Wisdom then is the ability to navigate the boat of our lives through these waves and into the far harbor of our ancient home. There are many maps and charts. But each of us has an internal compass as well, and must chart a course of our own. “Truth is a pathless land”, said Krishnamurti, and indeed, we cannot simply mindlessly follow the path of another. Wisdom defies formulization. Doctrines and dogmas can point the way, but they must ultimately be left behind.

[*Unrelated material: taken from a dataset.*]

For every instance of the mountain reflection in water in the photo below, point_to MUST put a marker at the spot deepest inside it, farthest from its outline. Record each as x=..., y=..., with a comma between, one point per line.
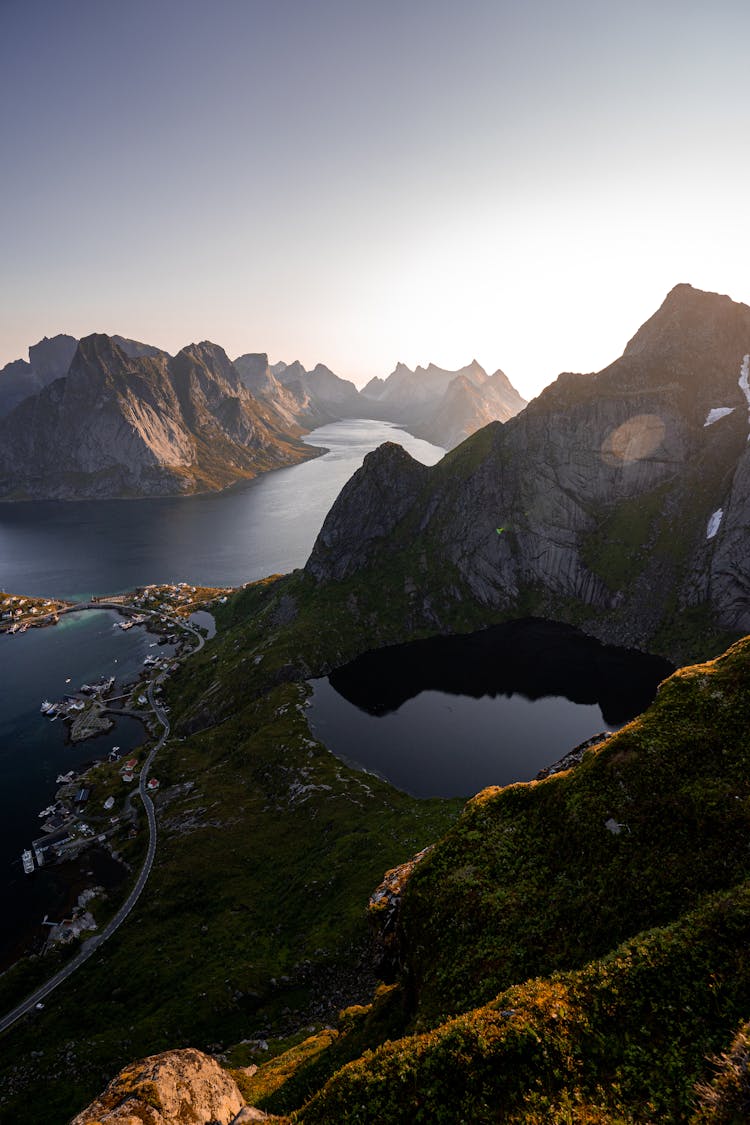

To study the history of philosophy then is to study the history of love. We humans are philosophical animals – we tirelessly seek the object of our love, namely, wisdom. Our mythologies, religions and philosophies are, at their best, attempts to close the gap between us and the ground of Being from which we and all things come. Religion comes from the word religio meaning “to bind together” or “to connect”. We are tired of feeling alienated, alone, cut off. We want to awaken to the eternal energy of life coursing through us and all things. We want to feel at home in our own skins. We want to transcend and leave behind our divisive ideologies and awaken from this dream of separateness. We want to overcome ignorance and illusion. We want fall at last into the arms of our beloved. That is why we study philosophy.